Troy (History/McGill Univ.; Moynihan's Moment: America's Fight Against Zionism as Racism, 2012, etc.), who has written extensively about presidential politics, “seriously” reconsiders the era of the Clinton White House, apart from the media’s obsession with Bill’s and Hillary’s “character flaws.” Bill Clinton dominated the 1990s as Ronald Reagan dominated the 1980s, and in an extraordinarily complex decade that embraced the Internet and what Troy calls “virtual prosperity,” the Clintons were the first baby boomers in the White House to meld their 1960s sensibilities with the modern age.

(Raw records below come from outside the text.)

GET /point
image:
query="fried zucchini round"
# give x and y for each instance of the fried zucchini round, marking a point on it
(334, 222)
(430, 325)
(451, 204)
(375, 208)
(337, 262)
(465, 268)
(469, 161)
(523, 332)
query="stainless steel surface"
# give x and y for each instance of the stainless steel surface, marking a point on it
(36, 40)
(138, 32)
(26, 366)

Clinton rode into power on the self-righteous reaction to the daunting domestic challenges that President George Bush preferred to ignore in favor of dealing with the end of the Cold War—namely, racism, sexism, and homophobia. The 1992 election was “a true generational culture clash,” writes the author, and the challenge that the Clintons took up successfully was presenting a program that combined “Wal-Mart populism and Ivy League progressivism.” Recovering from major stumbles during the first year of his presidency and benefiting from a steep learning curve, Clinton managed to build a stable policy foundation on “common ground,” such as a global economy and welfare reform, without expanding the reaches of government. Blessed with heavy-handed enemies who often self-destructed (Newt Gingrich), the Clintons effectively attacked their critics and recast themselves constantly—Bill as the “good father” and Hillary from vilified White House enforcer to the rehabilitated author of It Takes a Village (1996). With plenty of detail, Troy depicts the underlying tensions of this conflicted decade, from the Rodney King beating to the advent of the 24-hour Fox News Channel to the “manufactured miracles” of Silicon Valley.
Both sympathetic and fair-handed, a solid examination of the “Adversarial Supercouple” before the slide toward scandal and impeachment.